Sudah saatnya kita bicara jujur soal TKDN (Tingkat Komponen Dalam Negeri). Selama bertahun-tahun, regulasi ini menjadi tameng nasionalisme ekonomi, simbol keberpihakan terhadap produk lokal. Tapi sekarang, di era di mana kecepatan, efisiensi, dan integrasi global menjadi penentu keberhasilan, kita harus bertanya: apakah TKDN dalam bentuknya yang kaku masih relevan?
Presiden Prabowo Subianto tampaknya menjawab pertanyaan itu dengan jujur dan berani. Instruksi beliau untuk membuat regulasi TKDN lebih fleksibel dan realistis bukan hanya langkah strategis, tapi juga sinyal bahwa Indonesia siap bermain di panggung global tanpa membebani pelaku industri dengan idealisme kosong.
TKDN: Dari Simbol ke Beban
Pada dasarnya, TKDN bertujuan mulia: mendorong pertumbuhan industri lokal, membuka lapangan kerja, dan memperkuat kemandirian ekonomi. Namun dalam praktiknya, regulasi ini sering justru menjadi batu sandungan. Banyak perusahaan harus menggunakan komponen lokal yang lebih mahal dan berkualitas lebih rendah hanya demi mengejar angka TKDN tertentu, tanpa mempertimbangkan efisiensi produksi dan daya saing pasar.

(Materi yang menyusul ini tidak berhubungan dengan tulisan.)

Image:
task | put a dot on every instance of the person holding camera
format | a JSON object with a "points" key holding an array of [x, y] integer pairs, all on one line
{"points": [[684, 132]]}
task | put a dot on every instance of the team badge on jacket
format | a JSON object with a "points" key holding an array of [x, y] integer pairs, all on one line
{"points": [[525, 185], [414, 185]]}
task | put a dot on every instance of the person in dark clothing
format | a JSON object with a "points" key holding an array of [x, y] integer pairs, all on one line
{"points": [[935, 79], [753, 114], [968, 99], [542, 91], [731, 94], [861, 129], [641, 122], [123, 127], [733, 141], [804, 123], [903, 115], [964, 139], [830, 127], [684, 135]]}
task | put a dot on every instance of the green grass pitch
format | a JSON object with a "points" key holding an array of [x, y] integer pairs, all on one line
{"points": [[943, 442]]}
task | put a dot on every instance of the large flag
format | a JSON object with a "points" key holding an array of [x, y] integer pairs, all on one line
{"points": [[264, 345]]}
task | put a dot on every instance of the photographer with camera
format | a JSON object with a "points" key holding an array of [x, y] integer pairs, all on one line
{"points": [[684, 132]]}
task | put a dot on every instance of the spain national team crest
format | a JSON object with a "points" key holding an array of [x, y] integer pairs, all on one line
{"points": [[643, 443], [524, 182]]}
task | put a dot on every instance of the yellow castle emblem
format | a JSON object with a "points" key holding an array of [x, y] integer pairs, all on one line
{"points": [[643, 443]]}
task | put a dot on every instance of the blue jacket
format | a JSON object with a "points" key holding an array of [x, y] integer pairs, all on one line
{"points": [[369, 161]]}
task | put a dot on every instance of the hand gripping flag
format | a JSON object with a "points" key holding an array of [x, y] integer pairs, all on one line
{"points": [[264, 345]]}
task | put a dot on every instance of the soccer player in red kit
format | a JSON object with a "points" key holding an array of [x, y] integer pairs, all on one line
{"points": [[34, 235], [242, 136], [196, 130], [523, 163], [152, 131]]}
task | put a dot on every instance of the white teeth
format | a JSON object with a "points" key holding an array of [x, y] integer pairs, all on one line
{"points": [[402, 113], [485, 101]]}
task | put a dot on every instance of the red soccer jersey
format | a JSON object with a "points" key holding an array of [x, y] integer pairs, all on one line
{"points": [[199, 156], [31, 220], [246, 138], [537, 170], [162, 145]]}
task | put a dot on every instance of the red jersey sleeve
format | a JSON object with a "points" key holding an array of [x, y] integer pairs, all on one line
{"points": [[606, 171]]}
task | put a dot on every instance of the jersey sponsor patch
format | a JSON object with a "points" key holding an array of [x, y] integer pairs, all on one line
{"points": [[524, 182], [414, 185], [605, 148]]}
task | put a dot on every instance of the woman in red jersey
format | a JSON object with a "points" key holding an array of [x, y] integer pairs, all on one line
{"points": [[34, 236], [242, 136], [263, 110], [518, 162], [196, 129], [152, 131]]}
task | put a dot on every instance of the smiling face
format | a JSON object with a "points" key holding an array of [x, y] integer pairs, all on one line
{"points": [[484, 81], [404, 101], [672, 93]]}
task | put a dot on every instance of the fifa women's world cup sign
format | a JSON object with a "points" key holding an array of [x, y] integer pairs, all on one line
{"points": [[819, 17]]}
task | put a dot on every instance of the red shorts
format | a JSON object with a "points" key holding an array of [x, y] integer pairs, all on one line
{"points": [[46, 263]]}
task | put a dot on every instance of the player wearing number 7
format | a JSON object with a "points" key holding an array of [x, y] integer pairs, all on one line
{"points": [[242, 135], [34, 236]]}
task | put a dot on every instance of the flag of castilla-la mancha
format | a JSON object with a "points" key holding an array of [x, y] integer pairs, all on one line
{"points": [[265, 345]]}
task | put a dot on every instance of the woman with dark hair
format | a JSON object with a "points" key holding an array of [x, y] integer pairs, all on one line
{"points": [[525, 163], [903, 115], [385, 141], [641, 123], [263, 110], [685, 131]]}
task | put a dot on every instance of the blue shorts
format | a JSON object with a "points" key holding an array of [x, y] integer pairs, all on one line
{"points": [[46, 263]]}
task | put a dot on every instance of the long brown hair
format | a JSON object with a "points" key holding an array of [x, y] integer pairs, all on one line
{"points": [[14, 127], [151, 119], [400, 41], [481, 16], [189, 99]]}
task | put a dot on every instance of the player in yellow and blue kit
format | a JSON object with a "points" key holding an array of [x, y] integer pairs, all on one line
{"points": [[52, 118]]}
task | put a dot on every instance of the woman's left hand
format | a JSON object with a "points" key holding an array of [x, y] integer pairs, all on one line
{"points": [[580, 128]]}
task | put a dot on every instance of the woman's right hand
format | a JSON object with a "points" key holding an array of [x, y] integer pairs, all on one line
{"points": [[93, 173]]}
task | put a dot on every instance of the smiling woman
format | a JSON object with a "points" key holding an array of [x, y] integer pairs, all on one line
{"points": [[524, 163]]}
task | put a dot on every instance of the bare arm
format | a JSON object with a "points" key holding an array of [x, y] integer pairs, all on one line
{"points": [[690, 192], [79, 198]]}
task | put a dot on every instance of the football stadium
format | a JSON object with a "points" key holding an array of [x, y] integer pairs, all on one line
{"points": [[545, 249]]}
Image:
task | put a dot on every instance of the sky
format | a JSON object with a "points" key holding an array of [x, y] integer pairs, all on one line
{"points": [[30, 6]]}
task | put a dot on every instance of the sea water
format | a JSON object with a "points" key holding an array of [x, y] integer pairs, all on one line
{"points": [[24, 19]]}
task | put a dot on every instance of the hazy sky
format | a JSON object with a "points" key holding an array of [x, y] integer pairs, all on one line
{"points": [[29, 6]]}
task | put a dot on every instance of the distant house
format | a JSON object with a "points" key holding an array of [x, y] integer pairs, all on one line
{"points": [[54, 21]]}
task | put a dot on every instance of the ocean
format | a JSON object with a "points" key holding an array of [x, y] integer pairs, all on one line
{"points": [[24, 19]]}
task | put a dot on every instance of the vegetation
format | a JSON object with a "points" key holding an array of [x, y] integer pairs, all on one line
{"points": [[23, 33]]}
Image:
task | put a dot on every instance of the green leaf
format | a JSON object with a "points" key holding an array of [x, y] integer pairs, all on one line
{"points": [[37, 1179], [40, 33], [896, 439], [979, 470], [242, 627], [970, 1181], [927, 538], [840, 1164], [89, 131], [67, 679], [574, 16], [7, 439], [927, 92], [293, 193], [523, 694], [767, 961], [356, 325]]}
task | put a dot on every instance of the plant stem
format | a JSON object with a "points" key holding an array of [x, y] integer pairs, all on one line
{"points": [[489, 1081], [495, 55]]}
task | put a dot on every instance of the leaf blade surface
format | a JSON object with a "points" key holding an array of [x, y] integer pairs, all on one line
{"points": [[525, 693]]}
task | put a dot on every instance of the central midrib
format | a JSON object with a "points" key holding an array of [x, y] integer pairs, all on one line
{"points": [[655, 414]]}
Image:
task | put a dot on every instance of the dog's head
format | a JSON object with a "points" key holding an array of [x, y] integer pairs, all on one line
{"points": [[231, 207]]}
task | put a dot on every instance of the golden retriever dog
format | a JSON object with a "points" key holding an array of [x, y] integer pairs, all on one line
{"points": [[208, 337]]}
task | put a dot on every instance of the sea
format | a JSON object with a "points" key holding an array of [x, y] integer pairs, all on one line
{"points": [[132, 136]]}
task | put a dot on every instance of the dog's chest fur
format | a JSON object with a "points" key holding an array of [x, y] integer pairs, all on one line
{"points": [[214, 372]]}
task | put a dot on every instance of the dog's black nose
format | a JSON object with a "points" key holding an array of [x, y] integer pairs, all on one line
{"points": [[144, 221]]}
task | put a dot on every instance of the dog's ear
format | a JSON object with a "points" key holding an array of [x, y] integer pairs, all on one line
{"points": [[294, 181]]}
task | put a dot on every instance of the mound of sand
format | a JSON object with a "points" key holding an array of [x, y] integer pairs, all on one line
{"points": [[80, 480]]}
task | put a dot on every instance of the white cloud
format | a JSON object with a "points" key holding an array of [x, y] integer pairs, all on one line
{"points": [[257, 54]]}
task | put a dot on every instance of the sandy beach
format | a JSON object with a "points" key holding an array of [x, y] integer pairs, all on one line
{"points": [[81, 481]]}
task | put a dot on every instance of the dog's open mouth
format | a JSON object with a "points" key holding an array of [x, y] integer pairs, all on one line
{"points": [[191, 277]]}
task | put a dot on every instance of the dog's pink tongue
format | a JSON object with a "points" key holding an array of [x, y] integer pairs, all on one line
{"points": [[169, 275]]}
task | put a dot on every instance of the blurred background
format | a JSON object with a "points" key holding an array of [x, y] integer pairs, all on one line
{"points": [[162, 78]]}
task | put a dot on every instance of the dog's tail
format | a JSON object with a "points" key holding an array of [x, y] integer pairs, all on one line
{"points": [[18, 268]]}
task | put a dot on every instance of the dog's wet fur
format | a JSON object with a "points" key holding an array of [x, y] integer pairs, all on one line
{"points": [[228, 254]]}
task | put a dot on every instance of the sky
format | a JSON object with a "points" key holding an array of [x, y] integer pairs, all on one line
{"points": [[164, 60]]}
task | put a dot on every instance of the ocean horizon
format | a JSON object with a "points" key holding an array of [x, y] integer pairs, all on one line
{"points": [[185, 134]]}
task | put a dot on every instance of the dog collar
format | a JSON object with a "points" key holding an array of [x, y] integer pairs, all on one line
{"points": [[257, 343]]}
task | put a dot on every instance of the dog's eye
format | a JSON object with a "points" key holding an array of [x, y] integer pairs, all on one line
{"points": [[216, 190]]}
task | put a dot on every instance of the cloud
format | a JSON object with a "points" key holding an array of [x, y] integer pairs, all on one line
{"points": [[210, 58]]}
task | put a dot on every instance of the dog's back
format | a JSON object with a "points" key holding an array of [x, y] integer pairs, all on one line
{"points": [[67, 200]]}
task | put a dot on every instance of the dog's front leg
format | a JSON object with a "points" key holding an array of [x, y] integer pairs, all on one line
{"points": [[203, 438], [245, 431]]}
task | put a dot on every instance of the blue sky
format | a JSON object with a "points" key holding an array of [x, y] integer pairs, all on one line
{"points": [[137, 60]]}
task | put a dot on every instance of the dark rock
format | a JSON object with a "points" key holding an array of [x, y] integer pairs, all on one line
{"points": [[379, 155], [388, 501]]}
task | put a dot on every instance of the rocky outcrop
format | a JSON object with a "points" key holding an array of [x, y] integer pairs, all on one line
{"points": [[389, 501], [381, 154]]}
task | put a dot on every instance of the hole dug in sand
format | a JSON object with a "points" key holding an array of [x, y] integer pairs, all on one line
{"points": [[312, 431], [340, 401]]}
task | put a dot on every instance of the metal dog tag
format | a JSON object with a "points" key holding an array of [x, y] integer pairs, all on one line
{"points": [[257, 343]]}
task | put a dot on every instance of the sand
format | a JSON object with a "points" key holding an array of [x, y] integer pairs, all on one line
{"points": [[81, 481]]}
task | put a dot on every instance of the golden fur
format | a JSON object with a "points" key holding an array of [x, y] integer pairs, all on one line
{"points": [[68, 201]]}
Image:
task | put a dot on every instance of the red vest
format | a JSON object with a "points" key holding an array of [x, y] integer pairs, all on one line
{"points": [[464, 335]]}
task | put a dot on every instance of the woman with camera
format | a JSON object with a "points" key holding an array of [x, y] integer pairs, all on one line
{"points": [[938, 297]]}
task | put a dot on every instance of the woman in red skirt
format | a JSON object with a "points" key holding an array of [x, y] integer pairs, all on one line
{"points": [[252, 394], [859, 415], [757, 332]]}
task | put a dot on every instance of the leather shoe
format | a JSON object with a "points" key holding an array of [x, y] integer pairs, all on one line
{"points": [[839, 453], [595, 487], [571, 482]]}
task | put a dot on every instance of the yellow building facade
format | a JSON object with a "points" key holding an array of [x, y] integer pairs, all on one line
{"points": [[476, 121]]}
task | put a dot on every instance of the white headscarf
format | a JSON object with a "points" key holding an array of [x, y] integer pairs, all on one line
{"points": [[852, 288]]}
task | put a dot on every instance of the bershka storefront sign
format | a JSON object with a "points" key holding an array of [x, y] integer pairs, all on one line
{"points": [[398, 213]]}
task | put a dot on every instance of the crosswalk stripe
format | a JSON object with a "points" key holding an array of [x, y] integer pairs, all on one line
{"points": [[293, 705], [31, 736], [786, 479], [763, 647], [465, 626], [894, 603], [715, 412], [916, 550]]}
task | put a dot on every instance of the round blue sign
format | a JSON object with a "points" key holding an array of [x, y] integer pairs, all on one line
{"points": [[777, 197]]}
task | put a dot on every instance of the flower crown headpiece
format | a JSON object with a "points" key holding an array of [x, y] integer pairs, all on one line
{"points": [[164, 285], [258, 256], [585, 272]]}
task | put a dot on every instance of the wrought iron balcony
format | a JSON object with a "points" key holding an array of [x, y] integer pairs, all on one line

Coba bayangkan sebuah perusahaan teknologi lokal yang ingin memproduksi laptop untuk pasar dalam negeri. Di bawah aturan TKDN ketat, mereka harus memastikan 40% komponen berasal dari dalam negeri. Masalahnya, komponen utama seperti prosesor, layar, atau baterai masih harus diimpor karena Indonesia belum memiliki kapasitas produksi.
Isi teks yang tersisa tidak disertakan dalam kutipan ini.